The science themes that form the nucleus of the Mo'orea Coral Reef LTER program include:
- the biological bases for variation in ecological performance of stony corals (the foundational group);
- population dynamics of key groups;
- food web and nutrient dynamics; and
- maintenance and functional consequences of diversity.
Two additional research components cut across these themes:
- (a) an explicit focus on physical – biological coupling over multiple scales; and
- (b) physical and ecological models to synthesize field results and obtain generality.
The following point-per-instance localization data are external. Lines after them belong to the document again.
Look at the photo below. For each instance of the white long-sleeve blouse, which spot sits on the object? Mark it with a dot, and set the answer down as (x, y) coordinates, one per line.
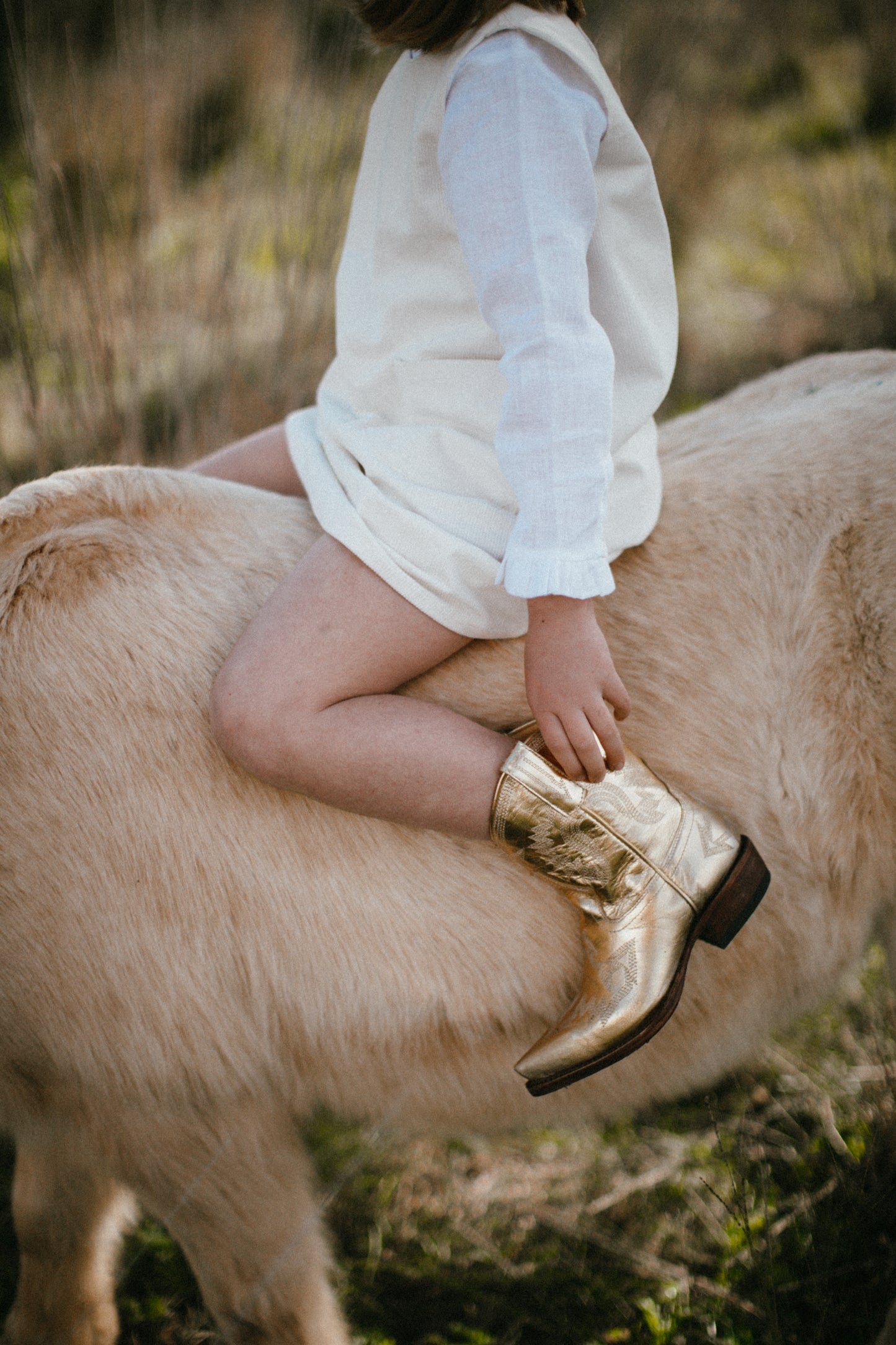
(518, 150)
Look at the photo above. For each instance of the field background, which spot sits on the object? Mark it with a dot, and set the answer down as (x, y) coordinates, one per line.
(174, 189)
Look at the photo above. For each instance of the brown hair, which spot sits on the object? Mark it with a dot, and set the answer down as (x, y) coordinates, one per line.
(433, 25)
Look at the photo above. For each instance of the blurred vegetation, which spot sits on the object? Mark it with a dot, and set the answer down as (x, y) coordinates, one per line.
(176, 179)
(174, 189)
(763, 1213)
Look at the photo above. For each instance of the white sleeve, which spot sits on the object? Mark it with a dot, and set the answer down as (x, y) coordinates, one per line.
(516, 154)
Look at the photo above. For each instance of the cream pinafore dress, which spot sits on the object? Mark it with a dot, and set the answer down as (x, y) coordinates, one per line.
(398, 454)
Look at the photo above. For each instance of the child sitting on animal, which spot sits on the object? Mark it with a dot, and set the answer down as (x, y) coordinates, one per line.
(481, 449)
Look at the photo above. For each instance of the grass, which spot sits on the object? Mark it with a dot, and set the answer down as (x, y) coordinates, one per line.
(763, 1212)
(171, 212)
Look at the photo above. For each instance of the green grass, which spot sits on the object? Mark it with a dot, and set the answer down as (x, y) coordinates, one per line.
(763, 1212)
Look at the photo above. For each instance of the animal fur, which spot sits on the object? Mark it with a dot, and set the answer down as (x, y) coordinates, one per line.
(190, 959)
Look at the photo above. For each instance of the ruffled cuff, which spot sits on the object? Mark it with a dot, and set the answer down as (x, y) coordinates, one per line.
(527, 573)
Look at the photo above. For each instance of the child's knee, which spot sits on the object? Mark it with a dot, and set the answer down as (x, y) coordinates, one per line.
(247, 722)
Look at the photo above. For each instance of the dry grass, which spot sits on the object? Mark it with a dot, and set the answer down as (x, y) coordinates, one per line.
(761, 1213)
(170, 223)
(172, 214)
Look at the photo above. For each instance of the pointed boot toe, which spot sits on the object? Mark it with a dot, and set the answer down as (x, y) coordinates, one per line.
(650, 870)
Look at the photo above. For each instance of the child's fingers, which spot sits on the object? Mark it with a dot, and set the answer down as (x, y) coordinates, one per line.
(561, 748)
(603, 725)
(587, 746)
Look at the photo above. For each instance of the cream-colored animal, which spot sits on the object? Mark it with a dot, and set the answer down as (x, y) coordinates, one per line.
(190, 961)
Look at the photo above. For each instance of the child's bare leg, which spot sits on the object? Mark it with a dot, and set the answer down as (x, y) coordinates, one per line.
(303, 701)
(260, 460)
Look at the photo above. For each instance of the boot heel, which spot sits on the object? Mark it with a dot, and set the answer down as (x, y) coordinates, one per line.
(737, 899)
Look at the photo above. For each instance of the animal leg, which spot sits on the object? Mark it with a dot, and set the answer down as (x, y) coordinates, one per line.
(69, 1219)
(237, 1192)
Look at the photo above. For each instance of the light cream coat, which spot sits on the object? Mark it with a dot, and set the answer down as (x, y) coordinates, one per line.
(190, 959)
The Moorea Coral Reef LTER site encompasses the coral reef complex that surrounds the island of Moorea, French Polynesia (17°30'S, 149°50'W). Moorea is a small, triangular volcanic island 20 km west of Tahiti in the Society Islands of French Polynesia. The coastal environments of Moorea offer an unparalleled opportunity for studies of coral reef ecosystems. An offshore barrier reef forms a system of shallow (mean depth ~ 5-7 m), narrow (~0.8-1.5 km wide) lagoons around the 60 km perimeter of Moorea. All major coral reef types (e.g., fringing reef, lagoon patch reefs, back reef, barrier reef and fore reef) are present and accessible by small boat. Prior to 2008, the reefs were in excellent condition and had been subjected to relatively few natural disturbances during the last several decades. An outbreak of the crown of thorns seastar (Acanthaster planci) that began in 2007 and a near miss by tropical cyclone Olie in early 2010 significantly reduced the cover of live coral on the fore reef and to differing degrees around the island. This “natural experiment” provides MCR scientists with an unparalleled opportunity to study the processes that influence the recovery of coral reefs from the effects of large disturbances.Read Less
The Moorea Coral Reef LTER was established in September 2004.